[vsipl++] [patch] Serial Expression Profiling

Mon Aug 14 18:14:30 UTC 2006

Don,

This patch looks good.  There are 2 things I would like to change:

  - First, I would like to move the profiling code from the evaluator
    class specializations into the Dispatch_assign class.  This requires
    some changes to the Evaluator framework, and some help from the
    evaluators themselves, but not much.

    Doing this will reduce the amount of duplication, making it easier
    to add a new evaluator.  It will also give us visibility into
    distributed expressions before they are reduced.

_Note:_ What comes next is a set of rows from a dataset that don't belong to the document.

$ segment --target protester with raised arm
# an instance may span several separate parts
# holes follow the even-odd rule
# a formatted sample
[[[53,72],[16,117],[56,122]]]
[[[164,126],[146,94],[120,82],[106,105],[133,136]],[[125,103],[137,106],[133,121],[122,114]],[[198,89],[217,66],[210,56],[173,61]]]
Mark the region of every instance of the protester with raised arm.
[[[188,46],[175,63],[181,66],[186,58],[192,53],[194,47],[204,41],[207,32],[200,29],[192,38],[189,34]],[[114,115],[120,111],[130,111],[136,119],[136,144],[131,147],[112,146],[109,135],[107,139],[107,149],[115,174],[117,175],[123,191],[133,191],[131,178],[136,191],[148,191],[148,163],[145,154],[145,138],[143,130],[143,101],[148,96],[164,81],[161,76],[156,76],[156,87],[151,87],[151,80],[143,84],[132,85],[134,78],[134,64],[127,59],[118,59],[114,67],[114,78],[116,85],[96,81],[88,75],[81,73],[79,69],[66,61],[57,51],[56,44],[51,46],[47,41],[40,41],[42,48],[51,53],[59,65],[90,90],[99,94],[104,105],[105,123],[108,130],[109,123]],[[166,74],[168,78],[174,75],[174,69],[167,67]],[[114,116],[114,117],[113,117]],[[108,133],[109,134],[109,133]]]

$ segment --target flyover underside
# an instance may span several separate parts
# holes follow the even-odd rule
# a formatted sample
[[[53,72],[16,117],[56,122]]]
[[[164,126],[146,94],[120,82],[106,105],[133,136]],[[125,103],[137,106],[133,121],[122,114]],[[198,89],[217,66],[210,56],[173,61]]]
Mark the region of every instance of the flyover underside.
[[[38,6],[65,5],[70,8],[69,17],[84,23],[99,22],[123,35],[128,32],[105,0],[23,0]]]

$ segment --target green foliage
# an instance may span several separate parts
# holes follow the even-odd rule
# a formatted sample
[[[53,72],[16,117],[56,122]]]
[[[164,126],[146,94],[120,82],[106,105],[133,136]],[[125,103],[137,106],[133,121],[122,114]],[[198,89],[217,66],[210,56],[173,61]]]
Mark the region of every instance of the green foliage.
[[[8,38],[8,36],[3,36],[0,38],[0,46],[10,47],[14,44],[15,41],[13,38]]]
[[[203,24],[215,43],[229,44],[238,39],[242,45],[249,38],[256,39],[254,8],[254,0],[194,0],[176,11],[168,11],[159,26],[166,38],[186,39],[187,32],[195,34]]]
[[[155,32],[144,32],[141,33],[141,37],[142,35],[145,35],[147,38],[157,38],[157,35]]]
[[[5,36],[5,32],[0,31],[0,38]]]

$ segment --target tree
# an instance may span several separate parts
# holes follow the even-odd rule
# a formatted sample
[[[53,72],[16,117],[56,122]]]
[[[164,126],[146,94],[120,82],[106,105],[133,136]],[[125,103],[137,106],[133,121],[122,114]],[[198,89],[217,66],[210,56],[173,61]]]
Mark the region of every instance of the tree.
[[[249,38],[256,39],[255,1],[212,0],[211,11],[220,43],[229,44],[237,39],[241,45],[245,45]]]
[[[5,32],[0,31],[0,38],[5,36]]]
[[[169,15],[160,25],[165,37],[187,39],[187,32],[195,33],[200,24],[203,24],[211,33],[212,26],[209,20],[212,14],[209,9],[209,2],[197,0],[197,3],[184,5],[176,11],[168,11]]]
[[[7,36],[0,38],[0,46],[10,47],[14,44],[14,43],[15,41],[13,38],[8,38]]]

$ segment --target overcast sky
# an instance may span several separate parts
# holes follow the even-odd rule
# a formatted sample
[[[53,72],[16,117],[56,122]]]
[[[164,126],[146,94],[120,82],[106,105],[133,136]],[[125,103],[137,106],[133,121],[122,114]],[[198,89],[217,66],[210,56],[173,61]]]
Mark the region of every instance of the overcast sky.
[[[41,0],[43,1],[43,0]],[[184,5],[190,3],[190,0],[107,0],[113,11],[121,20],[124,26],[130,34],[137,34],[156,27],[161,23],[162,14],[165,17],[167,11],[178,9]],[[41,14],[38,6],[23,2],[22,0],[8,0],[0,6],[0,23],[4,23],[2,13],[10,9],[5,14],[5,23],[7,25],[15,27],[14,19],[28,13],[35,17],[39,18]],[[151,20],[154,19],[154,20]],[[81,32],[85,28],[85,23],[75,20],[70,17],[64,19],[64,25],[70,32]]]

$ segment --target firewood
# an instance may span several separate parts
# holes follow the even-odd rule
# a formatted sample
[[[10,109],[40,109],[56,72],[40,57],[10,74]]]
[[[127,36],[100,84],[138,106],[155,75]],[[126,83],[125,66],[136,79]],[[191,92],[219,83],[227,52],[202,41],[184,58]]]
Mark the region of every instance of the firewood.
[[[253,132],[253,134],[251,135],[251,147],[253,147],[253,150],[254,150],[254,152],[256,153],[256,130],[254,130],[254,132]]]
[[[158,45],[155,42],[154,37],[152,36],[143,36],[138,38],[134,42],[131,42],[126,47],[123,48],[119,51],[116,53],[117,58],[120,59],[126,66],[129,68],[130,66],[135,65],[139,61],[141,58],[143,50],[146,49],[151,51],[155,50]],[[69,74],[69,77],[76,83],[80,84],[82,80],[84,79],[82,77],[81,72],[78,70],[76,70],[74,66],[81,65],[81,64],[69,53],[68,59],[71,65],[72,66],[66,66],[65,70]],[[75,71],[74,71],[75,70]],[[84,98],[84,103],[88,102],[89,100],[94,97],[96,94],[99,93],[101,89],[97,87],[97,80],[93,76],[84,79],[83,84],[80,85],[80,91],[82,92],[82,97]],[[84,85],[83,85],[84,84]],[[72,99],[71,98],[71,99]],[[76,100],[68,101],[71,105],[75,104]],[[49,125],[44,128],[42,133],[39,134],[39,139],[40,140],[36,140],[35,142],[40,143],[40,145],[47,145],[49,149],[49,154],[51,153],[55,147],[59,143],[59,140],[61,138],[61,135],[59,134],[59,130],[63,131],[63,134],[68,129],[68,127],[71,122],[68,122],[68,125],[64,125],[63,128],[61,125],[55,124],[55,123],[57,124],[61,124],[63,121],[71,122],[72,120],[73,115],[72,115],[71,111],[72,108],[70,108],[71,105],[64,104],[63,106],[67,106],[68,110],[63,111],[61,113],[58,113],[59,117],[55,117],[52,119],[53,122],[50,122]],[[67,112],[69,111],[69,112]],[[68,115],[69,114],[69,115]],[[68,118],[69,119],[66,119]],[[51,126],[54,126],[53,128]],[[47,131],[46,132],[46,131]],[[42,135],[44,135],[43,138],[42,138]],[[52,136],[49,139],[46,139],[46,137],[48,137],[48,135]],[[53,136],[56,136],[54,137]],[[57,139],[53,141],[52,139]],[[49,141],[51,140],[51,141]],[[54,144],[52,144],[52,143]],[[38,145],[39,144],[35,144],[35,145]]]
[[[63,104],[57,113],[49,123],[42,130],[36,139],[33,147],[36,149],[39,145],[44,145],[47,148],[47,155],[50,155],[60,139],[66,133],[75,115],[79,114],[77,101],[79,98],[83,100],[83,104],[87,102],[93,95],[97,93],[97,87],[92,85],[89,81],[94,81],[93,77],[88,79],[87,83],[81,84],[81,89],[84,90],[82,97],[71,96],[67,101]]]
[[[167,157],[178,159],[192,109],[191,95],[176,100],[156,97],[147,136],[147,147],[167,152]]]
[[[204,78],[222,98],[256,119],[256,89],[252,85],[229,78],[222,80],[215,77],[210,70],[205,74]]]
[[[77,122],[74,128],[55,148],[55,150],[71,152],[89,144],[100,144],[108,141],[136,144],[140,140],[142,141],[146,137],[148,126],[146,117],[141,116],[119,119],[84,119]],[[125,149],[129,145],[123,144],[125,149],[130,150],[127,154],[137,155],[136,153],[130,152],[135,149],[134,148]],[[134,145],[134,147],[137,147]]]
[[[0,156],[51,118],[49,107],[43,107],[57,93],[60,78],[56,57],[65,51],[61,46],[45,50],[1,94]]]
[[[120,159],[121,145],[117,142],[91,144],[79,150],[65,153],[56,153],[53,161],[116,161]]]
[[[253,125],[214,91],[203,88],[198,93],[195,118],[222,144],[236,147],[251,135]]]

  - Second, the expression name generator is pretty cool, but the
    psuedo-postfix notation seems unintuitive.  Since the framework you
    have is fairly general, it should not be too hard to generate a
    name with proper prefix or infix notation.

This email only discusses the second bullet.  I need to take a look at the
evaluator framework before discussing the first in more detail.

				-- Jules

 > All expressions are tagged in the profiler output with "Expr[/type/]",
 > where type is LF, Dense or Trans.  Following that is the dimensionality
 > (1D, 2D or 3D), a compact representation of the expression and finally
 > the size(s).  For example,  the following expression (where all are the
 > same size and of type Vector<T>):
 >
 >    r = v1 * v2;
 >
 > Gets logged as:
 >
 >    Expr[LF] 1D *SS 262144 : 66929535 : 1 : 262144 : 14.0664
 >
 > The expression is represented as "*SS", meaning "the binary multiply
 > operator applied to two single-precision real values" (again using the
 > BLAS/LAPACK convention of S/D/C/Z for operand types).
 > In general, operators are designated with a 'u', 'b' or 't' for unary,
 > binary and ternary operators respectively, with the exception of the
 > common binary operators, shown in their more familiar +-*/ form.
 > Multiple operators are evaluated in order, therefore
 >
 >    v1 * T(4) + v2 / v3
 >
 > is tagged as:
 >
 >    Expr[LF] 1D *SS/SS+SS 2048 : 1527534 : 1 : 6144 : 14.4451

I think it would be easier to read the expression name if
   - it used prefix or infix notation
   - treated sub-expressions differently from leaves

I.e. the above expression could be:

  prefix: +(*(S,S), /(S,S))
  infix:  (S*S)+(S/S)

I would suggest doing infix first, even though it is harder to read,
and then adding support for infix, since we'll have to support
operators (such as 'hypot') that don't have infix equivalents.

 >
 > Changing it to
 >
 >    (v1 * T(4) + v2) / v3
 >
 > yields:
 >
 >    Expr[LF] 1D *SS+SS/SS 2048 : 1536309 : 1 : 6144 : 14.3626

As an example of how this notation breaks down, (v1 * T(4)) / (v2 + v3) also
has the same name: '*SS+SS/SS'.

An alternative to generating the name in this way is to use the standard
C++ typeinfo (i.e. 'typeid(ExprBlockType).name()').  This is *much* more
verbose and difficult to read than the above, but it would be possible to
clean up in a post-processing step.

 > Index: src/vsip/impl/expr_op_names.hpp
 > ===================================================================
 > +template <template <typename, typename> class BinaryOp,
 > +          typename                            T1,
 > +          typename                            T2>
 > +struct Binary_op_tag
 > +{
 > +  static std::string tag()
 > +  {
 > +    std::ostringstream   st;
 > +    st << Binary_op_name<BinaryOp>::value
 > +       << Type_name<T1>::value
 > +       << Type_name<T2>::value;

You can determine the parameter value types from the block type
and have transform() roll them up, getting rid of the T1 and T2
parameters (see below)

 > +
 > +    return st.str();
 > +  }
 > +};

 > +/// Reduction to generate a tag for the entire expression tree
 > +
 > +struct Reduce_expr_op_name
 > +{
 > +public:
 > +
 > +  template <typename BlockT>
 > +  struct transform
 > +  {
 > +    // Leaf nodes get empty tags
 > +    static std::string tag() { return std::string(); }

Leaf nodes can figure out what they are: 'S', 'C', etc.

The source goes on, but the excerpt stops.